We refer to this as a “post-fertilization mechanism of action.”

The FDA’s labeling acknowledges that Plan B can prevent implantation of an already-developing human embryo.   Further, the FDA states on its website:

Plan B acts primarily by stopping the release of an egg from the ovary (ovulation).  It may prevent the union of sperm and egg (fertilization).  If fertilization does occur, Plan B may prevent a fertilized egg from attaching to the womb (implantation).

The same explanation is provided by Duramed Pharmaceuticals, the manufacturer of Plan B One-Step.  Duramed states that Plan B One-Step “works primarily by”: 1) preventing ovulation; 2) possibly preventing fertilization by altering tubal transport of sperm and/or egg; 3) altering the endometrium, which may inhibit implantation.

By preventing implantation, Plan B is terminating the life of an already-developing human being. Plan B thus has a post-fertilization mechanism of action.

Similarly, studies confirm that the “emergency contraceptive” ella is harmful to a human embryo.  The FDA’s own labeling notes that ella may “affect implantation.”  A study funded by ella’s manufacturer, HRA Pharma, explains that ella can “impair implantation.”  Notably, at the FDA advisory panel meeting for ella, Dr. Scott Emerson, a professor of Biostatistics at the University of Washington and a panelist, raised the point that the low pregnancy rate for women who take ella four or five days after intercourse suggests that the drug must have an “abortifacient” quality.

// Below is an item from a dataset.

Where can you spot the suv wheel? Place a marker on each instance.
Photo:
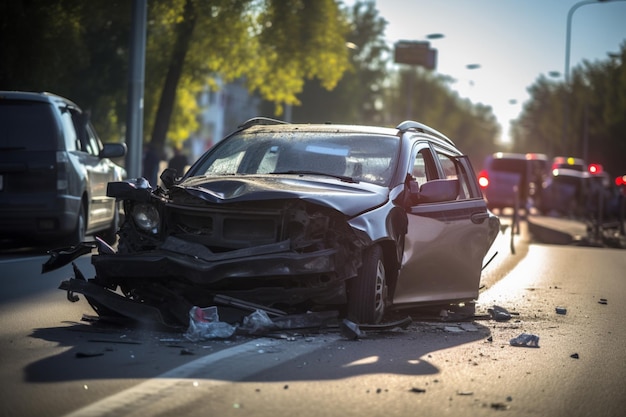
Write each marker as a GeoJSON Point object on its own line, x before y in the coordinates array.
{"type": "Point", "coordinates": [367, 293]}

So that’s the big deal.  “Emergency contraception” (such as Plan B and ella) can work after fertilization has occurred and prevent implantation, thereby ending the life of an already-developing human being.

By making Plan B available to minors, young girls may take the lives of their unborn children without parental involvement and without really knowing the effects of the drugs.  Allowing over-the-counter status for “emergency contraception” makes it easy for sexual predators to end the life of a tiny human being and cover up criminal activity.  And by coercing employers to provide insurance coverage of “emergency contraception” or face ruinous fines under Obamacare, those employers are being forced to pay for drugs that end the lives of human beings—regardless of their religious or conscientious objection.

We’d call that a “big deal” of unconstitutional proportions.